The charges AGXX®373 (A) and AGXX®383 (B) cause different antimicrobial effects in S. aureus USA300JE2. Survival assays of S. aureus USA300JE2 cells were performed at an OD₅₀₀ of 0.5 after exposure to 10–40 μg/ml AGXX®373 (A) or 40–100 μg/ml AGXX® 383 (B). Serial dilutions of the cultures were spotted after 1–6 h of AGXX® exposure onto Luria Bertani (LB) agar plates to observe colony forming units (CFUs) after 24 h incubation. The presented results are representatives of three biological replicates. The results indicate that AGXX®373 particles have a stronger killing effect compared to AGXX®383 particles in S. aureus.

Figure 3

Survival assays indicate 2-3-fold increased killing efficiencies of smaller AGXX®373 versus larger AGXX®383 particles in S. aureus.
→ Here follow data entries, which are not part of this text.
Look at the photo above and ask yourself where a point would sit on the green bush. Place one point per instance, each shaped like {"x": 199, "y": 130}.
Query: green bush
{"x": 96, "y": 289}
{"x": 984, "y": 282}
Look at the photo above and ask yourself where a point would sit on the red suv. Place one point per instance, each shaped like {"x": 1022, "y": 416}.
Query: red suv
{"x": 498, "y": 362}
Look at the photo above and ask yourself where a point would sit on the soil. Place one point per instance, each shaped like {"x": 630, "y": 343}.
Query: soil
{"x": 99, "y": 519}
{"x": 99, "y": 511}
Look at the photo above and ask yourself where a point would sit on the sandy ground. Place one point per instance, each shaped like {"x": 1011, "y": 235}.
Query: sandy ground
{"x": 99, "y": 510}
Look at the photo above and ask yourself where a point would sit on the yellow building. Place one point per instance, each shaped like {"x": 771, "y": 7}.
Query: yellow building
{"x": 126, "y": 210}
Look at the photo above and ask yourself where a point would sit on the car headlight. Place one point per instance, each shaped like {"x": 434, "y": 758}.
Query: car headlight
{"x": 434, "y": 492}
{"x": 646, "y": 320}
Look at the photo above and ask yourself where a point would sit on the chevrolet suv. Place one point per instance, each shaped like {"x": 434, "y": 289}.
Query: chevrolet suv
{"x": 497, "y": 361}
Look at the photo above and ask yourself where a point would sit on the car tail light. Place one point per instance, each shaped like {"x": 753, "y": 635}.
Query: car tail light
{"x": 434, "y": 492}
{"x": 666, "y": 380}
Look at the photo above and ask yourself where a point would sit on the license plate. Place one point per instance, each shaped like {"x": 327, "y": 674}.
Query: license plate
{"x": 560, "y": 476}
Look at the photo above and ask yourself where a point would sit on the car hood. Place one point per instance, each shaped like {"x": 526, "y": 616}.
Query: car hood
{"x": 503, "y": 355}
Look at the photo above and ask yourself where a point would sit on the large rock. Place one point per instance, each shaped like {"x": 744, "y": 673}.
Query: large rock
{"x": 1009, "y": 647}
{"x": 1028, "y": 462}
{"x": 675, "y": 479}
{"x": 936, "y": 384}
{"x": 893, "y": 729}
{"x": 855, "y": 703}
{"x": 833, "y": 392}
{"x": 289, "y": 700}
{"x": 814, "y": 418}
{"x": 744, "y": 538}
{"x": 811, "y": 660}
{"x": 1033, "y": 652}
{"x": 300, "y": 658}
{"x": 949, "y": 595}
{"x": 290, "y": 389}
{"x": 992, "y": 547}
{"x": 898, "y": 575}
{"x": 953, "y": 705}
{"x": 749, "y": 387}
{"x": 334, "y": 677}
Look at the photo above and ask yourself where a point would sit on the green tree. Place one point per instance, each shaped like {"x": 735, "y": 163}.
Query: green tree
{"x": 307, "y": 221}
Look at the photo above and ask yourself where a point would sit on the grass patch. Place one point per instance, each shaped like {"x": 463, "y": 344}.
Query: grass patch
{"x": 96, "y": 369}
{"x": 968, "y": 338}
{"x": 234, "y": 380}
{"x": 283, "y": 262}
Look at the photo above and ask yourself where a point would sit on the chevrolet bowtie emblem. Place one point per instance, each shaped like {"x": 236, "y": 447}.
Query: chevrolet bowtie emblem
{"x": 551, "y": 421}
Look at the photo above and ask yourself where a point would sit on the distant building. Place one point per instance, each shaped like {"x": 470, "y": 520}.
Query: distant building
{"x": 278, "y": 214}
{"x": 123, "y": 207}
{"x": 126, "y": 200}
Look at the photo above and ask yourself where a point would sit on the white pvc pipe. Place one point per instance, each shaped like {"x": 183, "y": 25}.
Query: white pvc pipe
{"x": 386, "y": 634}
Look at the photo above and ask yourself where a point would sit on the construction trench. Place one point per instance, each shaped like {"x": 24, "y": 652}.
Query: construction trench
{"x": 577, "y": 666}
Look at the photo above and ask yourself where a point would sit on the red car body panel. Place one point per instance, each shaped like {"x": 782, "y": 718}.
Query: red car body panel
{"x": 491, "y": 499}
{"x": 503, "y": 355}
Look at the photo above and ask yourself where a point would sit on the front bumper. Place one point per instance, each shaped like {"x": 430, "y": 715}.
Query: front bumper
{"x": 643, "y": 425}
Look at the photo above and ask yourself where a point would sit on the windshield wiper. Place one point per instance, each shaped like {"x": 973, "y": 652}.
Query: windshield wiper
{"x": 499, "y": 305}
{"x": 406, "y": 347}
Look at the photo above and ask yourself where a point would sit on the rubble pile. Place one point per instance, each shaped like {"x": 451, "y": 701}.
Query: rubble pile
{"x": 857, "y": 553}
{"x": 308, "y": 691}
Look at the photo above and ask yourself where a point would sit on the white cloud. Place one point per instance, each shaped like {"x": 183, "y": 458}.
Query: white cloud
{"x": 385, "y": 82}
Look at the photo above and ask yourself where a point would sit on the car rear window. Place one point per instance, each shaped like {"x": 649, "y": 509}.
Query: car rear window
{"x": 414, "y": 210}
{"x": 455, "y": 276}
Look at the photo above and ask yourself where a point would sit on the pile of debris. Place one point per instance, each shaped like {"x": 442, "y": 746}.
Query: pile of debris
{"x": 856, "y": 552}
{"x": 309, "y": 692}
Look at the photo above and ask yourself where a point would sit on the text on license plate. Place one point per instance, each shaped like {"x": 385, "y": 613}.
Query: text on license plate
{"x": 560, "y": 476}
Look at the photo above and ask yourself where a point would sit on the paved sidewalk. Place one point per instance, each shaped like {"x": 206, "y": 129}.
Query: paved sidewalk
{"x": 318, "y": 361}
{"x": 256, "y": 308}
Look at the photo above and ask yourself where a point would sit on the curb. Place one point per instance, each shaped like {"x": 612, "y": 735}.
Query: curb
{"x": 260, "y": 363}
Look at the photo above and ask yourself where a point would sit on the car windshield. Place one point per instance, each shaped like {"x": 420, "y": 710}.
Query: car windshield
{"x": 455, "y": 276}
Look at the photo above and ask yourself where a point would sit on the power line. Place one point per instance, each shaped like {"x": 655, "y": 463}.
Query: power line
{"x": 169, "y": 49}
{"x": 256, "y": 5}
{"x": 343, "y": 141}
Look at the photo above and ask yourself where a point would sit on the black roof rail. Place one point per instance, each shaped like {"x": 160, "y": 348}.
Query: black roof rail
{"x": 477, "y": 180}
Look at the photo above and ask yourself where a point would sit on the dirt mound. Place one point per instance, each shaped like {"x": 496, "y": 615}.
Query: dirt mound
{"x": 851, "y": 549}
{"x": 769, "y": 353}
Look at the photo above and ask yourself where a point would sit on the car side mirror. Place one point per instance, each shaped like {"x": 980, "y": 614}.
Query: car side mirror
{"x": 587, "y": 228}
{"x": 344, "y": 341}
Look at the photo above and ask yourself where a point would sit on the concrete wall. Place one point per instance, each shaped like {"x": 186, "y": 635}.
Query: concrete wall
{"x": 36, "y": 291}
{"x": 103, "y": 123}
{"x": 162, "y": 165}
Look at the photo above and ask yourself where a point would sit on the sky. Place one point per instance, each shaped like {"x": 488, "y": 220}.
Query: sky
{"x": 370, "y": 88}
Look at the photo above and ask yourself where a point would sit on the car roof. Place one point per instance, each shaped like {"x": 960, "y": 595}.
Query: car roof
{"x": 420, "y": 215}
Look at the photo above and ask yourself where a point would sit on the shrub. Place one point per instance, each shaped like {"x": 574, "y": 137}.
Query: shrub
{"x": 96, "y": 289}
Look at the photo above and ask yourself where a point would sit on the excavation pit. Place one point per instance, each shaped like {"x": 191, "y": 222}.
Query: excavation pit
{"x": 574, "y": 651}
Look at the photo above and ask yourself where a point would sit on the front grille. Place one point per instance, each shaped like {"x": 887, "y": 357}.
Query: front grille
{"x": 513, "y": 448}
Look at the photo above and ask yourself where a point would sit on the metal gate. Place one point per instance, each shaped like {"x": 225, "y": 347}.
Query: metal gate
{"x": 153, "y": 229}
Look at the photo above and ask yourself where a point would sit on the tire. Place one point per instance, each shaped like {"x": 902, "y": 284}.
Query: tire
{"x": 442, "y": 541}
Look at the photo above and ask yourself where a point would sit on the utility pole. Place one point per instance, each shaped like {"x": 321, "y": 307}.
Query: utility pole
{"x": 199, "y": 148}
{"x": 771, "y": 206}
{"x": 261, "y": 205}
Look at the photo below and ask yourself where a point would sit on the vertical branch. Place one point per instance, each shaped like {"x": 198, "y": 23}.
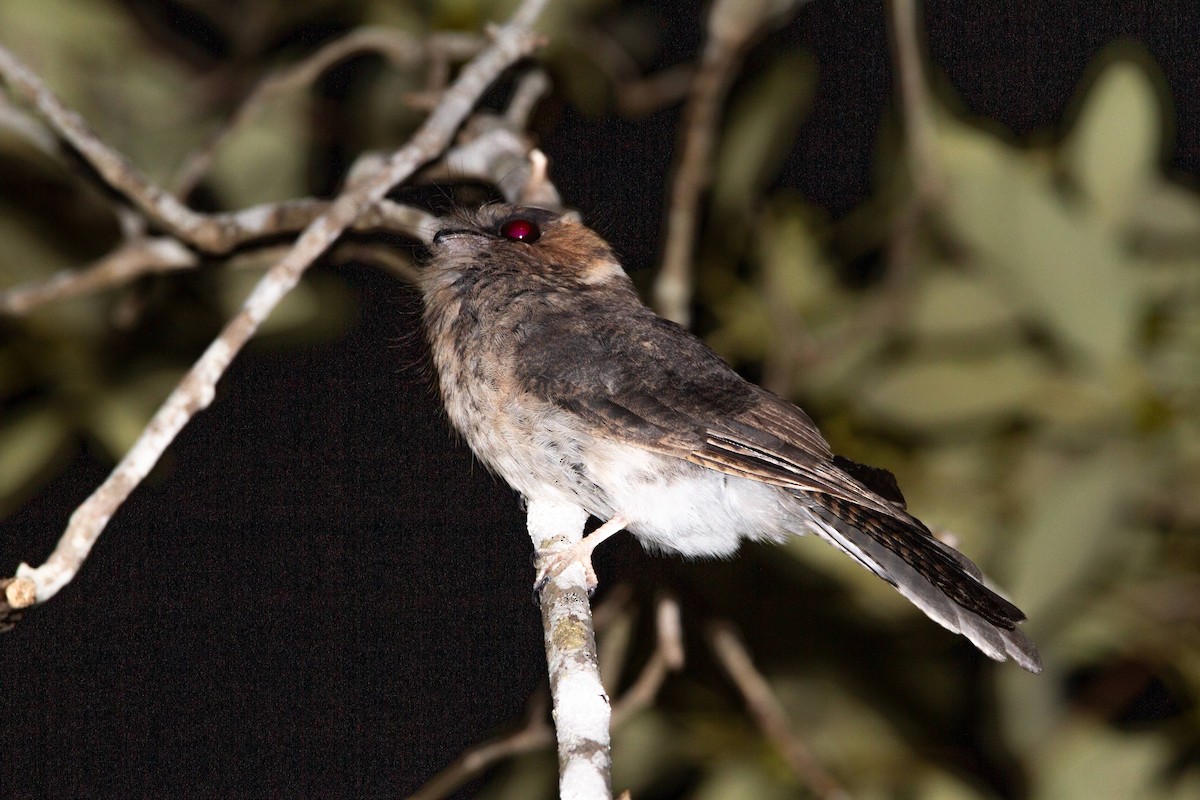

S. aureus USA300JE2 was exposed to 10–40 μg/ml AGXX®373 particles (A,B) and 50–100 μg/ml AGXX®383 particles (C,D) at an OD₅₀₀ of 0.5. After 1–24 h of AGXX® treatment, CFUs were determined from serial dilutions plated overnight on LB agar plates. The survival ratios of the CFUs after AGXX® stress were calculated relative to the untreated control (co), which was set to 100%. Mean values of 3–5 biological replicates are presented, and error bars represent the SD. For statistical analyses of the killing effect, the 100% survival of the untreated control (co) was compared to 10, 20, 30, and 40 μg/ml AGXX®373 (A) or 50, 60, 80, and 100 μg/ml AGXX®383 (C), respectively, and the calculations were performed using a Student’s unpaired two-tailed t-test by the graph prism software. Symbols are ns > 0.05, ^**p ≤ 0.01, and ^***p ≤ 0.001.